Diseases do not strike us "like a bolt from the blue", but are the results of a multi-stage process lasting even years. The disease we experience is only "the tip of the iceberg", and according to the current state of medicine, disease prevention is the most promising strategy to reduce the burden of disease in the long term, and screening is the most promising strategy to reduce mortality in the medium and short term. Health care does not only include patient care, health care is a structured system of the activities of society that serve to preserve health, prevent and cure diseases, and in the case of chronic diseases, treat them, and in which the active participation of the individual and society is expected.
And then some data: if at least 70 percent of the population participated in the screening tests offered by the health care system, within 5-7 years after the introduction of organized screening, around 1,500-2,000 people would not die prematurely every year. However, the results of the "Hungary's Comprehensive Health Screening Program" (MÁESZ) are devastating. In the 2017 evaluation of the European Health Consumer Index (EHCI), our country achieved an extremely low value. Our situation is particularly bad in terms of obesity, unhealthy diet and reduced physical activity. In the light of the statistical data of the last eight years of the screening program, it can be stated that the Hungarian population belongs to the particularly high-risk group. Every second person dies of cardiovascular disease and cancer. At least three million people have high blood pressure, one million have diabetes, and 40 percent of the population is overweight. Compared to the EU average, we smoke much more and consume more alcohol, but we eat much less vegetables and fruit, and at the same time, most of us lead a sedentary lifestyle. In 2017, only 52.93 percent of Hungarian men took part in an annual general practitioner screening, while 69.40 percent of women took part. In the case of men, it is particularly interesting that this figure was 58.62 percent in 2010, and has been showing a downward trend since then.

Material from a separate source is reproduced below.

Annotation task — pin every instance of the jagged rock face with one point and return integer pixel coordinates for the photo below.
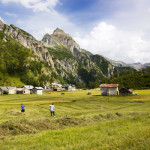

We Hungarians go to the doctor when there is a problem, or when the problem is particularly big, when it is perhaps already too late. Just like my father. And some don't even then. This is our approach. Of course, screening tests are not mandatory in the legal sense, if we were to do so, our liberals would probably accuse us of violating personal and human rights, just as they did in the case of the homeless, because the government does not let them freeze to death on the street, even against the will of some. Therefore, no one can be forced to go for a screening test, after all, cancer is not a danger to the public, only a danger to oneself. There is still a lot to be done in the health sector, but not only on the part of the government, individual responsibility takes at least the same amount of it. And just as this writing was personal, so is healthcare - our most personal public matter.